We don't know what the iPhone 5 looks like. We don't know when it's going to be on sale. We don't know how much it'll cost. But we do know that we want one.
That's according to RBC Capital Markets, which says the as-yet-unannounced upgrade to the iPhone 4 is seeing "unprecedented demand" ahead of the release, which is expected next month (October 15 if the CEO of Orange is to be believed).
It's been more than a year since the iPhone 4 came out and that was highly anticipated in itself (it helped that we knew what it looked like in advance thanks to a clumsy employee forgetting his and leaving it in a bar).
But whilst 25% of RBC interviewees planned on buying an iPhone 4 before launch, 31% have said they plan to go for an iPhone 5 this time around - despite not even knowing the specs or any other details than rumours.
Its all based on the answers of 2,200 people who were asked what they plan to do. 66% of current iPhone 4 users say they plan to upgrade though more than half insist they don't want to change networks to get the new model, which isn't a problem these days of course, considering the iPhone is offered on just about every network out there.

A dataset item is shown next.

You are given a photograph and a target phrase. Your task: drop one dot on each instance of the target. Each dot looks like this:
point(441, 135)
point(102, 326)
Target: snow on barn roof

Based on all of this, RBC reckons 27m units will be shipped in the first quarter of sale - or up to 110m by the end of the first fiscal year. And while we're on the subject of sales figures, RBC reckons its original idea that 10.5m iPad 2s would be sold in the last quarter of the year is too low and it's now is putting the figure at 12.5m. It's basing that on back-to-school demand (how lucky are these kids? We just got a pencil case at the start of term!)
It all adds up to a very Merry Christmas for Apple if these projections are right - with the manufacturer's revenue for this year up to $110bn, or $28.30 per share. Even without Steve Jobs at the day-to-day helm, it appears that Apple will continue to go from strength to strength.